Wien – Es ist wegen der Paradeiser und Chilischoten, der Ranunkeln und Stiefmütterchen, die seit geraumer Zeit auch die jungen Städter wieder im Blumenkisterl vor dem Küchenfenster zärteln. Statt bis in die Puppen zu tanzen, wird parallel zum neuen Rühren in alten Kochtöpfen wieder gegartelt – ob im Hinterhof oder im ererbten großelterlichen Schrebergärtlein. "Neues Biedermeier" nennt sich das und ist quer durch alle Altersgruppen wirklich chic.

Seinen Niederschlag findet dieser Rückzug ins Private in einer Vielzahl von Ausstellungen zum Grün vor der Haustür: 2004 gab die Londoner Tate einen Überblick über Art of the Garden, zuletzt betrachtete man Ordnung, Inspiration und Glück der Grünidyllen im Frankfurter Städel Museum.
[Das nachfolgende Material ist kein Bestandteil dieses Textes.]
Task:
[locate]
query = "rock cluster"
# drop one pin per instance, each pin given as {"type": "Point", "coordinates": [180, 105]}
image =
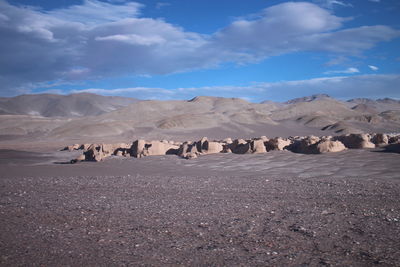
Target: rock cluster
{"type": "Point", "coordinates": [192, 149]}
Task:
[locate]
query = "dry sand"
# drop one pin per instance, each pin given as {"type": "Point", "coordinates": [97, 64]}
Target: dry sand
{"type": "Point", "coordinates": [273, 209]}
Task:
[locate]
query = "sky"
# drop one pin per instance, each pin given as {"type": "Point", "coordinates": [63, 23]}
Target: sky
{"type": "Point", "coordinates": [177, 49]}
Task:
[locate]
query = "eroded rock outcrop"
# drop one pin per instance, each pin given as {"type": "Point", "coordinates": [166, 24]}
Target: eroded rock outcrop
{"type": "Point", "coordinates": [189, 149]}
{"type": "Point", "coordinates": [356, 140]}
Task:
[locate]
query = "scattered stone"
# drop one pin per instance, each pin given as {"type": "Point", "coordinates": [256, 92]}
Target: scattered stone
{"type": "Point", "coordinates": [356, 140]}
{"type": "Point", "coordinates": [189, 150]}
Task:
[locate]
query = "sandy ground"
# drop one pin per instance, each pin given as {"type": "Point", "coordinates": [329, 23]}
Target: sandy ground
{"type": "Point", "coordinates": [274, 209]}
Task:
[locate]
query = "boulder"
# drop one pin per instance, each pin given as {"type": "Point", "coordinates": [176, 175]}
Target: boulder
{"type": "Point", "coordinates": [72, 147]}
{"type": "Point", "coordinates": [94, 153]}
{"type": "Point", "coordinates": [257, 146]}
{"type": "Point", "coordinates": [228, 140]}
{"type": "Point", "coordinates": [212, 147]}
{"type": "Point", "coordinates": [201, 144]}
{"type": "Point", "coordinates": [157, 148]}
{"type": "Point", "coordinates": [240, 146]}
{"type": "Point", "coordinates": [188, 150]}
{"type": "Point", "coordinates": [277, 143]}
{"type": "Point", "coordinates": [307, 145]}
{"type": "Point", "coordinates": [380, 139]}
{"type": "Point", "coordinates": [394, 139]}
{"type": "Point", "coordinates": [137, 148]}
{"type": "Point", "coordinates": [325, 146]}
{"type": "Point", "coordinates": [393, 148]}
{"type": "Point", "coordinates": [355, 140]}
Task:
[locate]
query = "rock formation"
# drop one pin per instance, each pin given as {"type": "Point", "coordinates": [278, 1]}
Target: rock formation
{"type": "Point", "coordinates": [304, 145]}
{"type": "Point", "coordinates": [356, 140]}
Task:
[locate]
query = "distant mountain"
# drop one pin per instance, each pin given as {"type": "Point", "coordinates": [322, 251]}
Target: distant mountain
{"type": "Point", "coordinates": [118, 118]}
{"type": "Point", "coordinates": [308, 98]}
{"type": "Point", "coordinates": [361, 101]}
{"type": "Point", "coordinates": [51, 105]}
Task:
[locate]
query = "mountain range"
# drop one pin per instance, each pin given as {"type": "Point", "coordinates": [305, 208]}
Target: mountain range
{"type": "Point", "coordinates": [97, 118]}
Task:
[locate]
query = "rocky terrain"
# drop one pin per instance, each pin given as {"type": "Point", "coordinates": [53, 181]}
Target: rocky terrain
{"type": "Point", "coordinates": [190, 149]}
{"type": "Point", "coordinates": [318, 186]}
{"type": "Point", "coordinates": [92, 118]}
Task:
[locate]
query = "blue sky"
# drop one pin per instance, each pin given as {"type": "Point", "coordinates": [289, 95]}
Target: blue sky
{"type": "Point", "coordinates": [177, 49]}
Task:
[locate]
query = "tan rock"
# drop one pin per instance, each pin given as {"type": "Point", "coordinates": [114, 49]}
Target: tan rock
{"type": "Point", "coordinates": [257, 146]}
{"type": "Point", "coordinates": [277, 143]}
{"type": "Point", "coordinates": [394, 139]}
{"type": "Point", "coordinates": [326, 146]}
{"type": "Point", "coordinates": [356, 140]}
{"type": "Point", "coordinates": [228, 140]}
{"type": "Point", "coordinates": [212, 147]}
{"type": "Point", "coordinates": [94, 153]}
{"type": "Point", "coordinates": [137, 148]}
{"type": "Point", "coordinates": [240, 146]}
{"type": "Point", "coordinates": [380, 139]}
{"type": "Point", "coordinates": [188, 150]}
{"type": "Point", "coordinates": [157, 148]}
{"type": "Point", "coordinates": [307, 145]}
{"type": "Point", "coordinates": [393, 148]}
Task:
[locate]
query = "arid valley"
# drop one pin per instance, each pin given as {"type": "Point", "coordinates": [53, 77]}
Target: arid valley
{"type": "Point", "coordinates": [324, 193]}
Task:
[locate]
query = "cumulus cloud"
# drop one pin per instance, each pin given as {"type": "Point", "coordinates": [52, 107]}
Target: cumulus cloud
{"type": "Point", "coordinates": [99, 39]}
{"type": "Point", "coordinates": [160, 5]}
{"type": "Point", "coordinates": [344, 87]}
{"type": "Point", "coordinates": [346, 71]}
{"type": "Point", "coordinates": [374, 68]}
{"type": "Point", "coordinates": [332, 3]}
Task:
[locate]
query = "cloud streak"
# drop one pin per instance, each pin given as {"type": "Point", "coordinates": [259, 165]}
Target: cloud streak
{"type": "Point", "coordinates": [344, 87]}
{"type": "Point", "coordinates": [96, 40]}
{"type": "Point", "coordinates": [346, 71]}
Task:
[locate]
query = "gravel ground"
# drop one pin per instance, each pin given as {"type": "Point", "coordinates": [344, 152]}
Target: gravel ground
{"type": "Point", "coordinates": [278, 209]}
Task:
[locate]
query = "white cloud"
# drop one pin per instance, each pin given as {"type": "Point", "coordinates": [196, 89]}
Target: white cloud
{"type": "Point", "coordinates": [372, 86]}
{"type": "Point", "coordinates": [346, 71]}
{"type": "Point", "coordinates": [98, 39]}
{"type": "Point", "coordinates": [332, 3]}
{"type": "Point", "coordinates": [374, 68]}
{"type": "Point", "coordinates": [160, 5]}
{"type": "Point", "coordinates": [94, 12]}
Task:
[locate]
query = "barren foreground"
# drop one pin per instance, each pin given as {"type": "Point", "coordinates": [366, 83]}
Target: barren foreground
{"type": "Point", "coordinates": [278, 208]}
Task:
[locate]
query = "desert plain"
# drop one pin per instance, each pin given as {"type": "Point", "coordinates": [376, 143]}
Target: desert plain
{"type": "Point", "coordinates": [278, 207]}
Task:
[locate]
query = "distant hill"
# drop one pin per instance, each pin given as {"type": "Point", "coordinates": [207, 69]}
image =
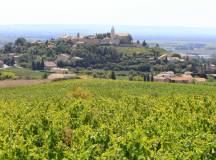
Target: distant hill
{"type": "Point", "coordinates": [43, 32]}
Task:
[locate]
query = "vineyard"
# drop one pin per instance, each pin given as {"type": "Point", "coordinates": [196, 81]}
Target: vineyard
{"type": "Point", "coordinates": [105, 119]}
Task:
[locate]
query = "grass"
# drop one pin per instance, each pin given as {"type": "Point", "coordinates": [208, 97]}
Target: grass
{"type": "Point", "coordinates": [130, 50]}
{"type": "Point", "coordinates": [23, 73]}
{"type": "Point", "coordinates": [106, 119]}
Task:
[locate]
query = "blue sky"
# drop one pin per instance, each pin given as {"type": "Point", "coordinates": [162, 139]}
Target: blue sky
{"type": "Point", "coordinates": [187, 13]}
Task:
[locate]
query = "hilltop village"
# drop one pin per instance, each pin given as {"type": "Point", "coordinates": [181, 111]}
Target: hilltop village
{"type": "Point", "coordinates": [97, 55]}
{"type": "Point", "coordinates": [112, 38]}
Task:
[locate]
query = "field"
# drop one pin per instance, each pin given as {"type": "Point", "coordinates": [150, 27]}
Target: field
{"type": "Point", "coordinates": [23, 73]}
{"type": "Point", "coordinates": [130, 51]}
{"type": "Point", "coordinates": [105, 119]}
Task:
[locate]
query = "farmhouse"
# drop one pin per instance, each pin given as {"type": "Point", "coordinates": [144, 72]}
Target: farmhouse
{"type": "Point", "coordinates": [60, 70]}
{"type": "Point", "coordinates": [48, 65]}
{"type": "Point", "coordinates": [171, 77]}
{"type": "Point", "coordinates": [114, 39]}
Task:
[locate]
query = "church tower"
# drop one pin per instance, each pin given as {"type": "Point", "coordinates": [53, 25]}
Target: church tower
{"type": "Point", "coordinates": [112, 32]}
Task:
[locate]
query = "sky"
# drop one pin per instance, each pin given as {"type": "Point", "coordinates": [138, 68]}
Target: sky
{"type": "Point", "coordinates": [185, 13]}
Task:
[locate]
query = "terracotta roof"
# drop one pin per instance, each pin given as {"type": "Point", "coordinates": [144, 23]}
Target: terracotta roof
{"type": "Point", "coordinates": [49, 64]}
{"type": "Point", "coordinates": [212, 75]}
{"type": "Point", "coordinates": [122, 34]}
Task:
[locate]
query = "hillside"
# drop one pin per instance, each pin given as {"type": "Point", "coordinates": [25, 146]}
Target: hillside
{"type": "Point", "coordinates": [104, 119]}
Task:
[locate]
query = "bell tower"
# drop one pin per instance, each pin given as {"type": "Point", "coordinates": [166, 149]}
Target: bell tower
{"type": "Point", "coordinates": [112, 32]}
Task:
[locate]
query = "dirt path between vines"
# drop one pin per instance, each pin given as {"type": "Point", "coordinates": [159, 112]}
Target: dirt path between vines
{"type": "Point", "coordinates": [14, 83]}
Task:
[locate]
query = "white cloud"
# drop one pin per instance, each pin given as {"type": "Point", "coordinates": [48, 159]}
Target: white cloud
{"type": "Point", "coordinates": [199, 13]}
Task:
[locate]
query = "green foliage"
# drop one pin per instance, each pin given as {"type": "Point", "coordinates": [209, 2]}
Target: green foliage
{"type": "Point", "coordinates": [7, 75]}
{"type": "Point", "coordinates": [113, 76]}
{"type": "Point", "coordinates": [95, 119]}
{"type": "Point", "coordinates": [22, 73]}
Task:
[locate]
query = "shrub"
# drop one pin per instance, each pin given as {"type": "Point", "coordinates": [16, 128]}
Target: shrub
{"type": "Point", "coordinates": [7, 75]}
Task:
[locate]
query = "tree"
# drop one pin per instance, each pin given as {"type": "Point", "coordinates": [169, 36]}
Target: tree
{"type": "Point", "coordinates": [113, 76]}
{"type": "Point", "coordinates": [8, 48]}
{"type": "Point", "coordinates": [144, 43]}
{"type": "Point", "coordinates": [20, 41]}
{"type": "Point", "coordinates": [176, 55]}
{"type": "Point", "coordinates": [152, 78]}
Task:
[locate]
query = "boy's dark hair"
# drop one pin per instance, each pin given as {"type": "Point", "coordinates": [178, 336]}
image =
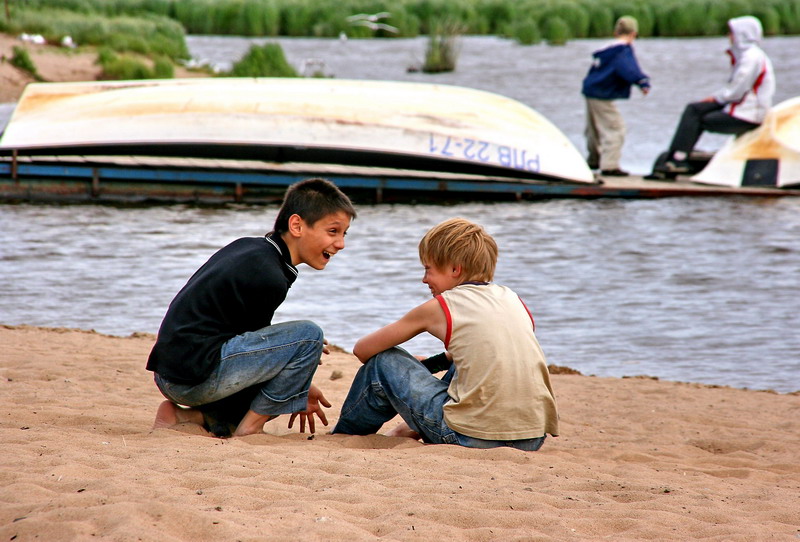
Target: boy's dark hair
{"type": "Point", "coordinates": [312, 199]}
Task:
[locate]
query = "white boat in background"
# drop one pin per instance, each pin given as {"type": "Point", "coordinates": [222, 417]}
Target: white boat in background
{"type": "Point", "coordinates": [410, 126]}
{"type": "Point", "coordinates": [766, 156]}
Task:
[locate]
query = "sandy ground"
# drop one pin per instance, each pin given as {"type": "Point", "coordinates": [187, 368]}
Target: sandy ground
{"type": "Point", "coordinates": [639, 459]}
{"type": "Point", "coordinates": [54, 64]}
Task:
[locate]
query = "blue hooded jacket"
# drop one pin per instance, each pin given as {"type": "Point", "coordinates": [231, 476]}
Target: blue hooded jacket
{"type": "Point", "coordinates": [614, 69]}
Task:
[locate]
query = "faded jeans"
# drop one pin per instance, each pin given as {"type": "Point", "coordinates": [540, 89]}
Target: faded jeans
{"type": "Point", "coordinates": [394, 382]}
{"type": "Point", "coordinates": [267, 371]}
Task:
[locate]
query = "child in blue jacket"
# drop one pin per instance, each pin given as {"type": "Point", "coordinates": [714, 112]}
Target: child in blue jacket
{"type": "Point", "coordinates": [614, 69]}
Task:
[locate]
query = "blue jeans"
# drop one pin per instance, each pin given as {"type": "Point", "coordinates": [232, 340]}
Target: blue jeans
{"type": "Point", "coordinates": [395, 382]}
{"type": "Point", "coordinates": [267, 371]}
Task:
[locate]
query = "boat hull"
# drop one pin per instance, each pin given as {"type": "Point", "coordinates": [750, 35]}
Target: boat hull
{"type": "Point", "coordinates": [371, 123]}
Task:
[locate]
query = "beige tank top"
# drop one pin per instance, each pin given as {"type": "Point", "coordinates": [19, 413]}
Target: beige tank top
{"type": "Point", "coordinates": [501, 390]}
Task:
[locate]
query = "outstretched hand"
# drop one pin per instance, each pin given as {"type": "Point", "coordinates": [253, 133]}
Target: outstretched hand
{"type": "Point", "coordinates": [315, 399]}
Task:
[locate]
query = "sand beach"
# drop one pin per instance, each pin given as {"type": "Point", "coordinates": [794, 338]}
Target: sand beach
{"type": "Point", "coordinates": [638, 459]}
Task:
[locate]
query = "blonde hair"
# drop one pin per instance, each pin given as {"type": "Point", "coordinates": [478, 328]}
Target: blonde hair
{"type": "Point", "coordinates": [625, 26]}
{"type": "Point", "coordinates": [460, 242]}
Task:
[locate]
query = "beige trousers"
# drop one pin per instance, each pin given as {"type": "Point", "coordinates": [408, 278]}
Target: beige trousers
{"type": "Point", "coordinates": [605, 134]}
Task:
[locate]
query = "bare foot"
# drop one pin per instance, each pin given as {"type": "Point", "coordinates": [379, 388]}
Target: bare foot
{"type": "Point", "coordinates": [252, 424]}
{"type": "Point", "coordinates": [402, 430]}
{"type": "Point", "coordinates": [169, 414]}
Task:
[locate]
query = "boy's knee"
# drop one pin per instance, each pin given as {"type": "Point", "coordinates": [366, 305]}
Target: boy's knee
{"type": "Point", "coordinates": [309, 330]}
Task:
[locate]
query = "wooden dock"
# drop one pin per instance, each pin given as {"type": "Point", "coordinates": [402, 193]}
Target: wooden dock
{"type": "Point", "coordinates": [125, 180]}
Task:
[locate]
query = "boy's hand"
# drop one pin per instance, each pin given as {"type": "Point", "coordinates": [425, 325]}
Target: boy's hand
{"type": "Point", "coordinates": [325, 350]}
{"type": "Point", "coordinates": [315, 398]}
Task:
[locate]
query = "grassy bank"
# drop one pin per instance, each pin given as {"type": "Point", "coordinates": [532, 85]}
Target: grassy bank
{"type": "Point", "coordinates": [529, 21]}
{"type": "Point", "coordinates": [146, 34]}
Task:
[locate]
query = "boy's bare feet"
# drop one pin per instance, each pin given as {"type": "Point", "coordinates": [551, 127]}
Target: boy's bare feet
{"type": "Point", "coordinates": [402, 430]}
{"type": "Point", "coordinates": [169, 414]}
{"type": "Point", "coordinates": [252, 424]}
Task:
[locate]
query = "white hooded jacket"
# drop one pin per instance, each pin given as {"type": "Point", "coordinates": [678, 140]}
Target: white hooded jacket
{"type": "Point", "coordinates": [748, 93]}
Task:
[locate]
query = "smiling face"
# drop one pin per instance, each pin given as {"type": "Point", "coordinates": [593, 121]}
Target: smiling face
{"type": "Point", "coordinates": [441, 280]}
{"type": "Point", "coordinates": [314, 245]}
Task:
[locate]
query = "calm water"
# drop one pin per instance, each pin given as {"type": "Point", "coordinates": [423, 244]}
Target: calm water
{"type": "Point", "coordinates": [543, 77]}
{"type": "Point", "coordinates": [700, 290]}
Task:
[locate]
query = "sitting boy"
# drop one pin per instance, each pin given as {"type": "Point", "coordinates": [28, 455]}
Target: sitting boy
{"type": "Point", "coordinates": [217, 351]}
{"type": "Point", "coordinates": [496, 391]}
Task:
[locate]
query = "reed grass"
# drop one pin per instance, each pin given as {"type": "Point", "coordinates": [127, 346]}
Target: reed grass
{"type": "Point", "coordinates": [125, 67]}
{"type": "Point", "coordinates": [443, 48]}
{"type": "Point", "coordinates": [265, 60]}
{"type": "Point", "coordinates": [515, 18]}
{"type": "Point", "coordinates": [21, 59]}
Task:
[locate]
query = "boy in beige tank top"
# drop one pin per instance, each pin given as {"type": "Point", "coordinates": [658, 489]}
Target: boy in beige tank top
{"type": "Point", "coordinates": [496, 391]}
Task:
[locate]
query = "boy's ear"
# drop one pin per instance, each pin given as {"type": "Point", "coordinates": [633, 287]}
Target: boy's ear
{"type": "Point", "coordinates": [296, 225]}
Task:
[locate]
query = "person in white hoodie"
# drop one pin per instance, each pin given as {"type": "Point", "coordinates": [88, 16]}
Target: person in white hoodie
{"type": "Point", "coordinates": [736, 108]}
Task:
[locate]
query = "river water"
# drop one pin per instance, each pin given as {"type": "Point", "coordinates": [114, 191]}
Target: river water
{"type": "Point", "coordinates": [701, 290]}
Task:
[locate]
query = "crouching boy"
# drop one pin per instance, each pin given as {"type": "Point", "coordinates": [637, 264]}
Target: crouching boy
{"type": "Point", "coordinates": [218, 352]}
{"type": "Point", "coordinates": [496, 391]}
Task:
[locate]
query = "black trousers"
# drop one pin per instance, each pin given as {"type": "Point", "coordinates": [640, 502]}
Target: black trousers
{"type": "Point", "coordinates": [699, 117]}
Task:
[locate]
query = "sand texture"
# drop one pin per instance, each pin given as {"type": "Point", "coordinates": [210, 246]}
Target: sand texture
{"type": "Point", "coordinates": [638, 459]}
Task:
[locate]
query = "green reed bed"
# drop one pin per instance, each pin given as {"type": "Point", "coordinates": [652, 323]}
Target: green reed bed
{"type": "Point", "coordinates": [529, 21]}
{"type": "Point", "coordinates": [265, 60]}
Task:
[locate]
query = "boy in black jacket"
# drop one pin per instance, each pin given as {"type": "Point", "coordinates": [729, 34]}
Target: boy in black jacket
{"type": "Point", "coordinates": [218, 358]}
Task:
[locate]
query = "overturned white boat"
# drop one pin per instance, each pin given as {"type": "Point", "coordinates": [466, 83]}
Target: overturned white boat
{"type": "Point", "coordinates": [411, 126]}
{"type": "Point", "coordinates": [766, 156]}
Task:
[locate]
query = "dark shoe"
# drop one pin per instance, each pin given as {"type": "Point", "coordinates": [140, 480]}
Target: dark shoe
{"type": "Point", "coordinates": [677, 166]}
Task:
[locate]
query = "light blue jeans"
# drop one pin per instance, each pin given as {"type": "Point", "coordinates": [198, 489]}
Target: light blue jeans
{"type": "Point", "coordinates": [394, 382]}
{"type": "Point", "coordinates": [270, 371]}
Im Belvedere "stört man sich nicht sehr" an der Omnipräsenz des Themas, die Lust auf den Garten lässt man sich von der Konkurrenz nicht vermiesen – auch nicht von Petrus. Der Apostel mit dem Schlüssel zum Himmel "hatte keine Gnade mit uns", kommentierte Agnes Husslein-Arco frühlingsbeschwingt das feuchtkühle Lüftchen. Die Gartenlust ist die erste Ausstellung in der Verantwortung der neuen Direktorin. Das Belvedere will sie zum "Kompetenzzentrum österreichischer Kunst" etablieren – und im unteren Belvedere, "Wiens allererstem Ausstellungsraum mit 250-jähriger Geschichte", hiesige Kunst stets im internationalen Kontext präsentieren.

Lust, ganz ohne Erotik

Für ihre "Ouvertüre", so titelt auch ihr Katalogvorwort, geht Husslein kein Wagnis ein: Ein Thema des Alltags, das nicht breiter gefasst sein könnte und massentauglich ist, obwohl nirgendwo auch nur ein Quadratzentimeter nackten Fleisches oder die Erotik einer Blüte aufblitzt. Obendrein pünktlich zu Frühlingsbeginn, wenn die Sehnsucht nach dem sprießenden Grün am Größten ist, perfekt platziert. Das Thema Garten, das sich "über die Jahrhunderte hinweg" dokumentieren lässt, konnte man zudem geschickt zu 40 Prozent aus der hauseigenen Sammlung bestücken. Noch dazu ließ die neue Direktorin in Windeseile die Orangerie zu einem modernen Ausstellungsraum umbauen, ein Unterfangen, bei dem sich die Großbaustellenerfahrung des von der Albertina abgesprungenen Vizedirektors Alfred Weidinger in den letzten Wochen als nützlich erwies.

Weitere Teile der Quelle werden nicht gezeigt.